Town Has No Business Subsidizing Business


It appears to me that the Town of Payson is primed to spend nearly $200,000 of its citizens' money in an unnecessary and unproductive purchase. I am referring, of course, to the $190,000 contemplated purchase of three acres from Kaibab Industries.

It has been my impression that the commercial part of Payson has been growing faster than many of us would like with no financial help for the Town of Payson.

In fact, some of the growth in the commercial area has come in spite of determined efforts on the part of segments of the citizenry to derail it.

Now all of a sudden the town government appears to have decided that we don't have sufficient commercial growth, and has decided to underwrite additional growth.

I think it is time for the citizens to ask, "What don't we have enough of commercially in Payson? What am I willing to subsidize to get more of?"

Personally, the only thing that is likely to be included in the Kaibab addition that I would like to have access to is a movie theater.

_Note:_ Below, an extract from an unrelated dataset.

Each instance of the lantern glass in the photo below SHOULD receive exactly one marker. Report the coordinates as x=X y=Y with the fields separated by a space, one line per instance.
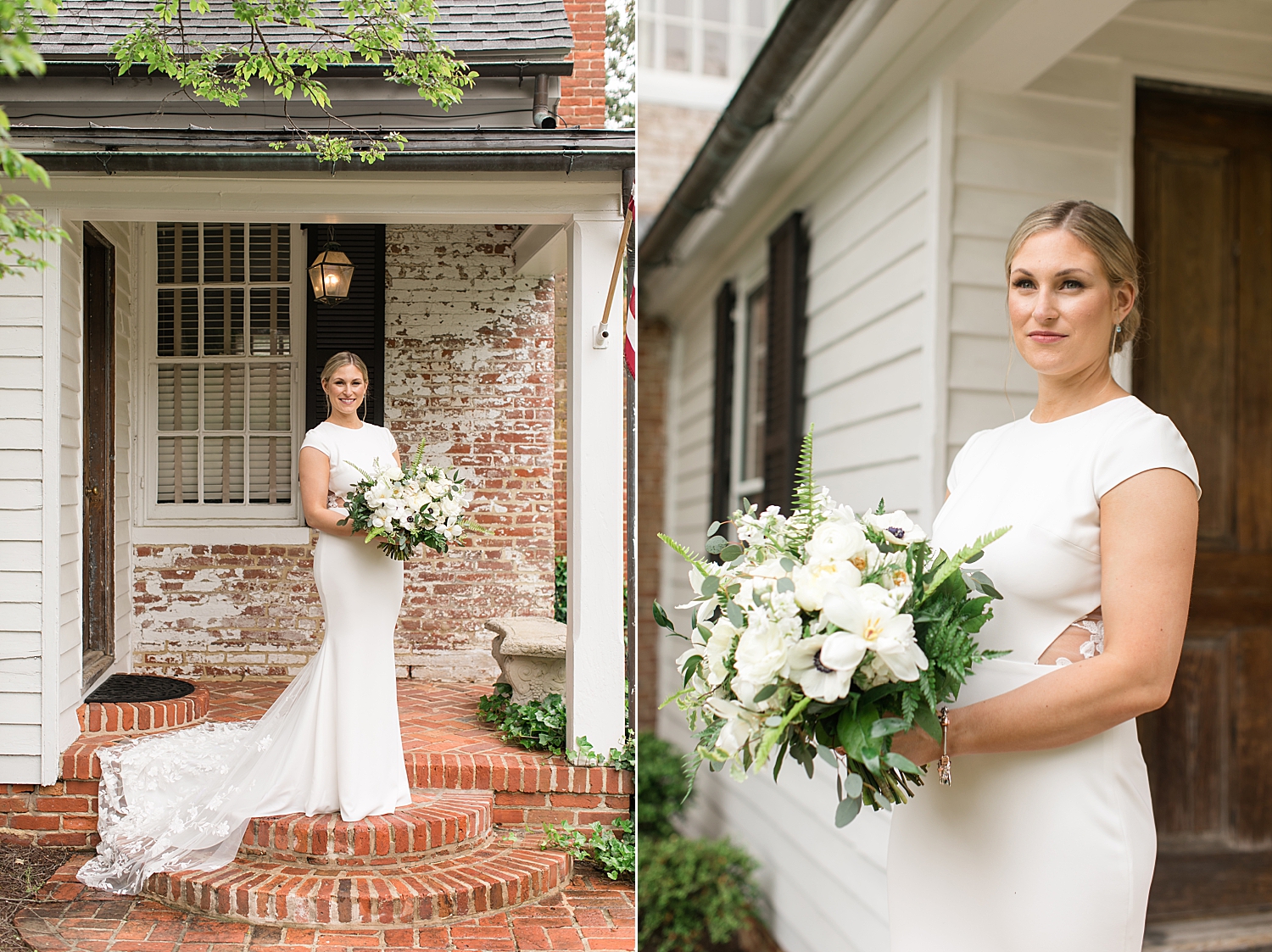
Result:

It is my analysis, that someone else would already have built a movie complex in Payson if there weren't the threat that eventually Kaibab was going to do it, somehow. The point is that somebody else would have done it without asking for public subsidy. Furthermore, if it turns out that Kaibab can't do it without public subsidy, somebody else will still do it without public subsidy.

After all, we have gone over one and a half years without a movie theater in town, and have sort of gotten used to it. It won't hurt us to go a while longer.

The point is that an organization that can't even get off the mark without public subsidy is likely to require it again and again. American history is full of such examples. As far as I can see, the present business climate in Payson is such that any business that can't get started up now without public assistance is going to be an early casualty in the depressed timer that will come sooner or later, and will cost us more money then.

If the town fathers have $190,000 burning a hole in their pockets, we can all think of places we would prefer that it be spent. My personal choice is more water, but other people might prefer paving streets, repairing streets that are paved, the library, etc.

If this letter causes anyone to rethink their position on the subsidization of the Kaibab project, contact members of the Town Council.